Publié le 2024-02-29 10:32:00. L’accès à un diagnostic de démence reste problématique en Suède, avec des délais d’attente considérables et des disparités régionales importantes. Une évaluation récente met en lumière la lenteur du processus, alors que plus de 150 000 personnes sont concernées par cette maladie.
- Les délais de diagnostic de démence dépassent souvent les 90 jours garantis par le système de santé, particulièrement dans les soins spécialisés.
- Moins de la moitié des patients suivis en soins primaires reçoivent un diagnostic dans les délais impartis.
- Malgré ces difficultés, le nombre de patients faisant l’objet d’une évaluation complète pour démence a considérablement augmenté en soins primaires.
En Suède, environ 150 000 personnes vivent avec la démence.
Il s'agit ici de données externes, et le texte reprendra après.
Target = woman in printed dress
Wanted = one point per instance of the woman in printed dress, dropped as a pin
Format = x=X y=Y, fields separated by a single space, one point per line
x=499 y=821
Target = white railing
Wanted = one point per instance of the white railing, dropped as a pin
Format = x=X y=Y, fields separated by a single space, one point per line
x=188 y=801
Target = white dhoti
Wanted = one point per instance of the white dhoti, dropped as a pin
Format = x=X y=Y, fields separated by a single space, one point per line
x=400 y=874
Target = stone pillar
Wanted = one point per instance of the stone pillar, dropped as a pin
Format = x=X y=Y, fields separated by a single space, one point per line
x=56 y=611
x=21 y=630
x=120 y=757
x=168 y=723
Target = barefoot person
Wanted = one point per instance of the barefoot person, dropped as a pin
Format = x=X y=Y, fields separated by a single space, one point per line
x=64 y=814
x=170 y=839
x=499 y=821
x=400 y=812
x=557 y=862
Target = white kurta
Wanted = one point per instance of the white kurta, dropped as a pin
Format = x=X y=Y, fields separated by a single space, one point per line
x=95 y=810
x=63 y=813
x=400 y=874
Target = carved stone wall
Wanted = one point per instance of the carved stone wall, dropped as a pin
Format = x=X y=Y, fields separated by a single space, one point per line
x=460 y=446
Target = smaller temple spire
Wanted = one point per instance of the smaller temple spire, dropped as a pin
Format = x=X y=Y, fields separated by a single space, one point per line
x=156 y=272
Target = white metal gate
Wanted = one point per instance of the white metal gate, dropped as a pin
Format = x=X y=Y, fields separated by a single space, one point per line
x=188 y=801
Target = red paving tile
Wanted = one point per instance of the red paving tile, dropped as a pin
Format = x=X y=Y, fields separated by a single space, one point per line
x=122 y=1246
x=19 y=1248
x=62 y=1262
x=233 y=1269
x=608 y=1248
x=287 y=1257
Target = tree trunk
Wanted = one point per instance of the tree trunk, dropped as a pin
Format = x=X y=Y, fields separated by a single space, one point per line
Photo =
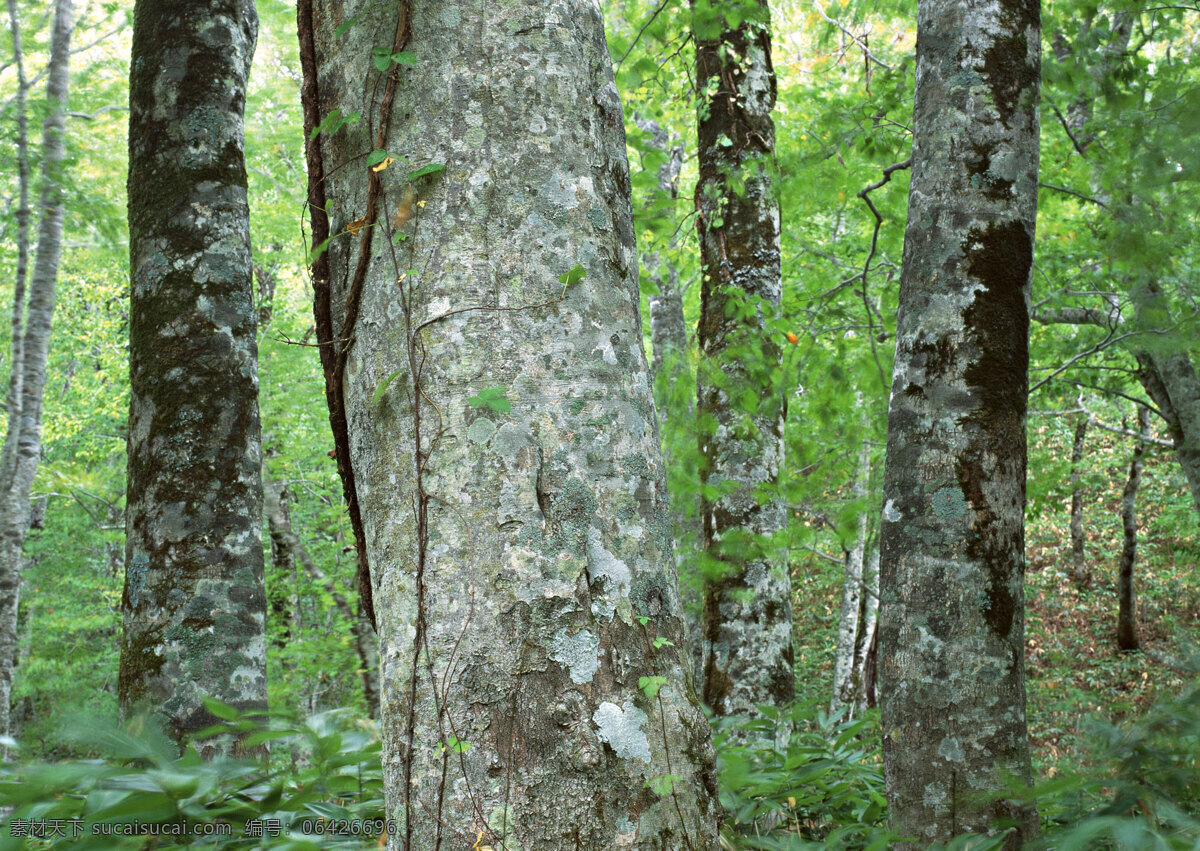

Un diagnostic précoce est essentiel pour permettre une prise en charge adaptée, une planification de l’avenir et un soutien aux patients et à leurs proches. Pourtant, selon une évaluation nationale du Conseil national de la santé et de la protection sociale (Socialstyrelsen), l’accès à un diagnostic reste un défi majeur.
Les chiffres sont préoccupants : moins de la moitié des patients en soins primaires bénéficient d’un diagnostic dans les 90 jours suivant leur prise en charge, conformément aux garanties de soins. La situation est encore plus critique dans le secteur des soins spécialisés, où seulement trois patients sur dix reçoivent un diagnostic dans les mêmes délais.
« Il est inquiétant que des gens soient obligés de vivre dans l’incertitude pendant si longtemps. Lorsque les gens doivent attendre des mois, cela affecte toute leur vie – leurs relations, leur sécurité et leur capacité à planifier. »
Björn Eriksson, directeur général du Conseil national de la santé et du bien-être social
L’évaluation du Socialstyrelsen souligne également d’importantes variations régionales dans les délais d’attente. Si des progrès sont constatés, le rythme de ces améliorations est jugé trop lent, voire insuffisant dans certaines régions du pays.
Cependant, l’évaluation nationale ne relève pas que des points négatifs. Le pourcentage de patients faisant l’objet d’une enquête complète sur la démence en soins primaires a augmenté de manière significative depuis 2018, atteignant désormais 88 %. Cette amélioration témoigne d’un effort accru pour identifier les personnes susceptibles de souffrir de cette maladie.